Click the photo for an 800×600 version. This is mapped as a little outlier of the same rock exposed in the big Leona Quarry, a keratophyre of Late Jurassic age (that would be about 150 million years old) also known as the Leona volcanics. It’s pretty hard to study, but easy to just admire. Watch the traffic, though. A bit further up is this thick fault zone:
It has signs of more than one episode of motion at some long-ago time: cracks recracked, layers sheared. If you aren’t required to decipher it as part of some devilish class exercise for a Cal geology course, it’s fun to contemplate. Hammers are OK, too, but won’t do you much good.
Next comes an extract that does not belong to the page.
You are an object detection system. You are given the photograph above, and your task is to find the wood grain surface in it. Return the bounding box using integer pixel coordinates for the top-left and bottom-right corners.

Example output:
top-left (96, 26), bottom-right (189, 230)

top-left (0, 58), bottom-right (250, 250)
This rock is heavily altered, but it apparently was originally volcanic and shallow subvolcanic material, of a composition richer in silica than seafloor basalt — perhaps part of an island arc that was carried up against North America back in the late Mesozoic.
This whole hillside was quarried during construction of Route 24 and the approaches to the Caldecott Tunnel. It yielded rugged yellowish rock useful for filling things in and not much else.
13 August 2009 at 10:33 pm
I just love your Blog. I was raised in the Bay Area and have family there. I read your posts all the time. It’s so interesting even though I don’t always understand the technical info. I’m learning all kinds of things. Keep up the great work. Thanks.